Vannes, dont j’ai chanté les braves écoliers,
Dis-leur d’apprendre encor ce chant sous les halliers,
Dans les enfoncements des palus, sur les landes
Où leurs pères guerriers apparaissaient en bandes,
Et dans l’isthme où le sang ne séchera jamais,
La presqu’île funèbre, opprobre des Anglais !
Le roi Charle est tombé. Le vieux sol d’Armorique,
Rajeuni par l’effort d’une lutte héroïque,
Frémissait : des courriers arrivent dans Paris,
Comme si les chouans rassemblaient leurs débris.
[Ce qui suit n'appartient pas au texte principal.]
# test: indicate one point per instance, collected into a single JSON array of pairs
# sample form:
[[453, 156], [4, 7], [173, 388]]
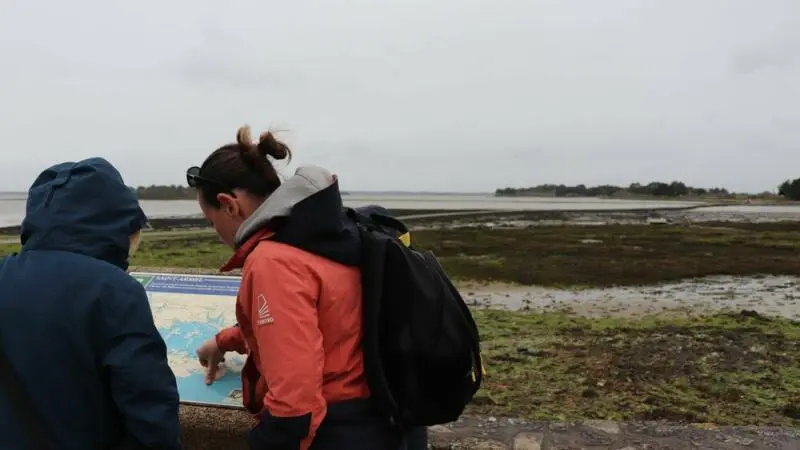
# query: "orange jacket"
[[299, 320]]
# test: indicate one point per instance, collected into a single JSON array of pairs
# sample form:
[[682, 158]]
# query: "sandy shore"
[[777, 296]]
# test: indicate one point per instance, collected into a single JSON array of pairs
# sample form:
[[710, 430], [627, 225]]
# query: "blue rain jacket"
[[77, 328]]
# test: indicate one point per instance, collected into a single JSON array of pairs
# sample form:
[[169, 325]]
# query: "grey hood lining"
[[306, 181]]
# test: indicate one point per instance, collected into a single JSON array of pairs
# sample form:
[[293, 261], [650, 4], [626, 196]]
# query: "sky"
[[451, 95]]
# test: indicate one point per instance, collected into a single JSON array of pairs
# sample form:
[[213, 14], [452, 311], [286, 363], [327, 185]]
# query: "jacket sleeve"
[[231, 340], [283, 314], [142, 384]]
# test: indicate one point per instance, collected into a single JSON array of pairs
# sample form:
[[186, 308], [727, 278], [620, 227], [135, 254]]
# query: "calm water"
[[12, 205]]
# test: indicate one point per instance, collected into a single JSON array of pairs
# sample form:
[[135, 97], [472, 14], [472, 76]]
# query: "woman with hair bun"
[[299, 306]]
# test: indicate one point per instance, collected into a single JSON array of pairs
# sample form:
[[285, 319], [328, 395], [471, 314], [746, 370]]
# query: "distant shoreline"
[[466, 217]]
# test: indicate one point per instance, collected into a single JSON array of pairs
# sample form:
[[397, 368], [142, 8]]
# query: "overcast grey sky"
[[453, 95]]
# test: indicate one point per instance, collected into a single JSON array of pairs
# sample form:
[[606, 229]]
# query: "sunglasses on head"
[[193, 178]]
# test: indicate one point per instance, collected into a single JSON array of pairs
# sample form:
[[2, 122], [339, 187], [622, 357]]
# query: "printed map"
[[188, 310]]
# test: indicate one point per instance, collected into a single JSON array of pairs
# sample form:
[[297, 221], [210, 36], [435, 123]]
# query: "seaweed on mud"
[[727, 369]]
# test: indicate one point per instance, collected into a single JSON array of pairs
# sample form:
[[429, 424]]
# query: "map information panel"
[[188, 310]]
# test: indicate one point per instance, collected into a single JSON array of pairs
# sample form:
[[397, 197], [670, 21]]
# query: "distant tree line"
[[164, 192], [790, 189], [656, 189]]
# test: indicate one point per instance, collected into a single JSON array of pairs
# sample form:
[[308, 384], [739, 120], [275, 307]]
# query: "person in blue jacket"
[[76, 328]]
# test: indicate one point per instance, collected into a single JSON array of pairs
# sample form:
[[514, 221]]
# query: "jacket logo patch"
[[264, 316]]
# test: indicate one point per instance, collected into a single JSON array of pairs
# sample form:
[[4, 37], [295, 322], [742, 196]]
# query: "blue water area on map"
[[184, 338], [194, 285], [194, 389]]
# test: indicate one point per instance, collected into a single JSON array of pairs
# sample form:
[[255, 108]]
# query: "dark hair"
[[243, 165]]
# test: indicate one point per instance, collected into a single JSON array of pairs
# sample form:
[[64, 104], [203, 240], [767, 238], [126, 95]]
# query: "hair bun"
[[268, 145]]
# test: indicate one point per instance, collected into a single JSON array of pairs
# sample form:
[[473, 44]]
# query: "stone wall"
[[208, 428]]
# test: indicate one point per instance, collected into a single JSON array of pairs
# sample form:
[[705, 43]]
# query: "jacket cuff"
[[279, 433]]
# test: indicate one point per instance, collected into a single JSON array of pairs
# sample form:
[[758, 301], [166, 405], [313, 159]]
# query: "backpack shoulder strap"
[[30, 420]]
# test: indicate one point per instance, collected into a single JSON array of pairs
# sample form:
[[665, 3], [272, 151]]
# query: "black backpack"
[[421, 345]]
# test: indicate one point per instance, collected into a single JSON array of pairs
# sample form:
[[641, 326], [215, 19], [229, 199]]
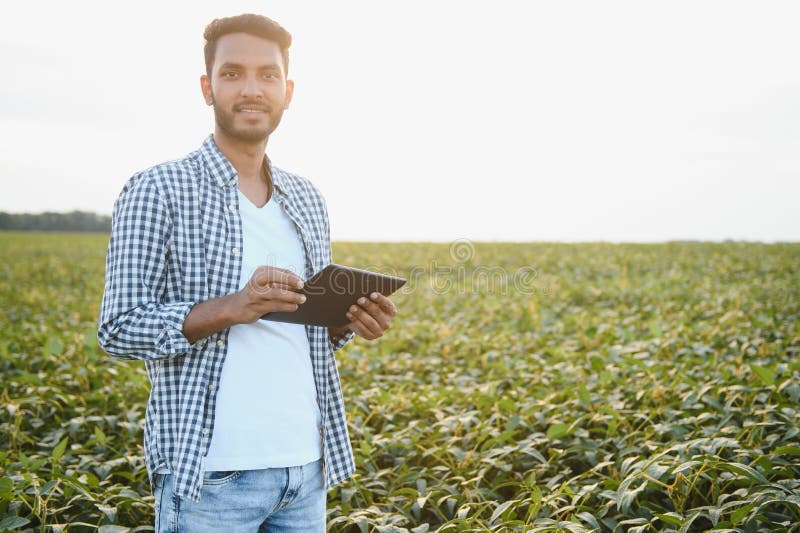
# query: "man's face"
[[248, 87]]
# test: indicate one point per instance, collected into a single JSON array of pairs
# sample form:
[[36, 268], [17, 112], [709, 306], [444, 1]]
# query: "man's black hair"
[[257, 25]]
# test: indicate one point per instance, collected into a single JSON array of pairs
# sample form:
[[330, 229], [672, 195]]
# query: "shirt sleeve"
[[135, 322], [349, 335]]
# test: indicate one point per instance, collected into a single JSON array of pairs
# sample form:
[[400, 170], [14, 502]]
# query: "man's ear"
[[205, 86], [289, 93]]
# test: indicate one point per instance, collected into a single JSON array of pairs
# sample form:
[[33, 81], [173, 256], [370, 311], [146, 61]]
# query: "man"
[[245, 426]]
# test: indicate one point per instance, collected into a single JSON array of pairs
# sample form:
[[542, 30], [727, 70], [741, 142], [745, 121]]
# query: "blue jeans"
[[263, 501]]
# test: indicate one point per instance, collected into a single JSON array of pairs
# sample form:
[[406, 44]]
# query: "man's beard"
[[225, 121]]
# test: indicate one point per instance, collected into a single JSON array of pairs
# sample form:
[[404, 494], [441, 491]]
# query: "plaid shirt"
[[176, 240]]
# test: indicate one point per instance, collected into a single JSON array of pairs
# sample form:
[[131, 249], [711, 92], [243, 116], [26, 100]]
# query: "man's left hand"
[[370, 317]]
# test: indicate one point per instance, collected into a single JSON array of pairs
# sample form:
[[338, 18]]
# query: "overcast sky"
[[437, 120]]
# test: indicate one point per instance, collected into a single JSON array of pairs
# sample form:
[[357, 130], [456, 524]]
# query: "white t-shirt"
[[266, 410]]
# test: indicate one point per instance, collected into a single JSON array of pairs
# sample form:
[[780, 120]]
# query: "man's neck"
[[246, 158]]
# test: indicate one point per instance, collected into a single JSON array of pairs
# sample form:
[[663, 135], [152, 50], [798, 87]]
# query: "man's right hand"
[[269, 289]]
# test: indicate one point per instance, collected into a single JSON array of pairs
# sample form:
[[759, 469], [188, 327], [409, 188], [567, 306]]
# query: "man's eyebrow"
[[271, 66]]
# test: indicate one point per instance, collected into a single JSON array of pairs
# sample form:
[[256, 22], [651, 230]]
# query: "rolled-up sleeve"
[[135, 322]]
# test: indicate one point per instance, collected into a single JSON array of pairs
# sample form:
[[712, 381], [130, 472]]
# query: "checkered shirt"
[[176, 240]]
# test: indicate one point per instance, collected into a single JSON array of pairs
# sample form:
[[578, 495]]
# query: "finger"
[[283, 295], [377, 312], [384, 302], [360, 314], [280, 275], [361, 330], [267, 285]]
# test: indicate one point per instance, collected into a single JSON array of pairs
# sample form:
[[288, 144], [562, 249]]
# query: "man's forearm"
[[208, 317]]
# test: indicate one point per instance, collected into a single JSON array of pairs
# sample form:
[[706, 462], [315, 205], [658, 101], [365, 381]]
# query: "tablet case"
[[330, 293]]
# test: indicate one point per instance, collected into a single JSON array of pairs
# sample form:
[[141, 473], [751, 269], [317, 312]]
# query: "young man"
[[245, 426]]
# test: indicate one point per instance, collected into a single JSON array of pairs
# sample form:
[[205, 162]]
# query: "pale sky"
[[437, 120]]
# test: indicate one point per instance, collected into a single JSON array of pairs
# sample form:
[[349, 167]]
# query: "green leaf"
[[13, 522], [787, 450], [556, 431], [54, 346], [502, 508], [113, 529], [99, 436], [742, 470], [673, 519], [58, 451], [765, 374]]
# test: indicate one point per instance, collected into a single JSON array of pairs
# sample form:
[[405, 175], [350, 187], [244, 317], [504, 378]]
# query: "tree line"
[[54, 221]]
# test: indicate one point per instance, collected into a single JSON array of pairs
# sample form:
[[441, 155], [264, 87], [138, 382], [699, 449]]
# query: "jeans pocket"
[[220, 477]]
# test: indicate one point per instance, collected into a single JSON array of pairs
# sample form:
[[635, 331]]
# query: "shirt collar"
[[223, 173]]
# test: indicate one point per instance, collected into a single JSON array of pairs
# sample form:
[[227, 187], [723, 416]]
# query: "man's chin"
[[248, 135]]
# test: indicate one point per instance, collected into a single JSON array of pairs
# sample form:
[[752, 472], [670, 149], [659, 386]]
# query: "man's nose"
[[251, 88]]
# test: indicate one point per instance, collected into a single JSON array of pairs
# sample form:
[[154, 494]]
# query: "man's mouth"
[[250, 109]]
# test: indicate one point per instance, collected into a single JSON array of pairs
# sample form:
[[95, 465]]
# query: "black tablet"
[[330, 293]]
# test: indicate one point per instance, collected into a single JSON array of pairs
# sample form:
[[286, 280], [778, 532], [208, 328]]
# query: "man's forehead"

Bientôt les cinq préfets mandent leurs secrétaires,
Et fermes et châteaux, manoirs et presbytères
Sont fouillés. Rome ainsi redoutait autrefois
Ce qu’elle avait nommé « Tumulte des Gaulois ».

La servante disait : « Clerc, j’ai lu dans votre âme :
Seule la pauvreté vous défend une femme ;
Mais le jour où ma dot brillera sous vos yeux,
Vous tiendrez à la terre et laisserez les cieux. »
Secrètement, le soir, elle écrivait à Vannes.
 
C’était une étrangère, ont dit les paysannes :
« Car jamais Breton
« Ne fit trahison ! »
Notre proverbe ancien ne mentait pas encore.
D’où, pour faire le mal, venait-elle ? On l’ignore.